This post first appeared on RightAboutMoney.com
Are the Great Recession’s wounds really healed?
You might think so; given recent jobs data and indications that the Fed is about to boost interest rates again. Another encouraging sign is rising credit scores in the U.S.
Yet these signals stir as many questions as they do answers, especially as they relate to credit. U.S. consumer credit scores hit an average of 700 this spring, highest in a dozen years. Good news, right? Or is it fake news?
At least part of the story is that enough time has passed since the financial crisis that home foreclosures and personal bankruptcies are falling off American credit reports. More than six million U.S. adults will have personal bankruptcies disappear from their record over the next five years, according to a Barclays report.
That means consumers that had been sidelined from buying with credit will be able to get back in the game—but not necessarily because they learned anything. The rising credit scores are a result of having been denied credit for a decade.

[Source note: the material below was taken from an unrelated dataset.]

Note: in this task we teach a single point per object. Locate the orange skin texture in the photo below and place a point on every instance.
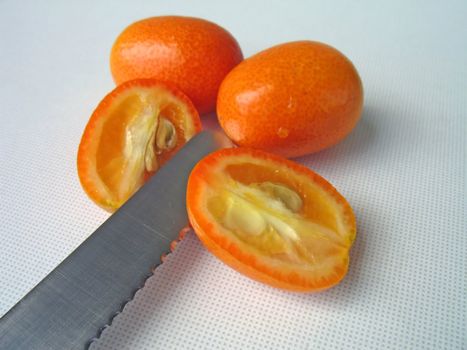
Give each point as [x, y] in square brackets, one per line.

Everyone deserves another chance. So it’s great that consumers are getting some breathing room. But have they learned how to delay gratification? How financially literate have they become while waiting for their poor credit history to clear?
The Wall Street Journal reports that many of those denied credit due to personal bankruptcy turned to cash for most expenses and held back on big-ticket purchases. Did that cooling off period teach them new habits?
These are questions every financial educator should ask of the adults in their programs. As credit becomes easier, it is time to double down on financial education to avoid a repeat crisis.
For now, mortgages remain tightly monitored. But with credit cards there is less of a safety net. According to the WSJ story, Geoffrey Page, 59, of Rockford, Ill., said that when his mortgage default fell off his credit reports he began to receive credit card and personal loan solicitations almost immediately.
Page says he can’t wait to chuck his personal cash economy and enjoy the flexibility of buying on credit again. He wants to buy a house again too. Good for him. Good for the economy. But only time will tell if the credit lessons of the Great Recession will have lasting value. Now may be a good time for teachers and others to revisit those lessons.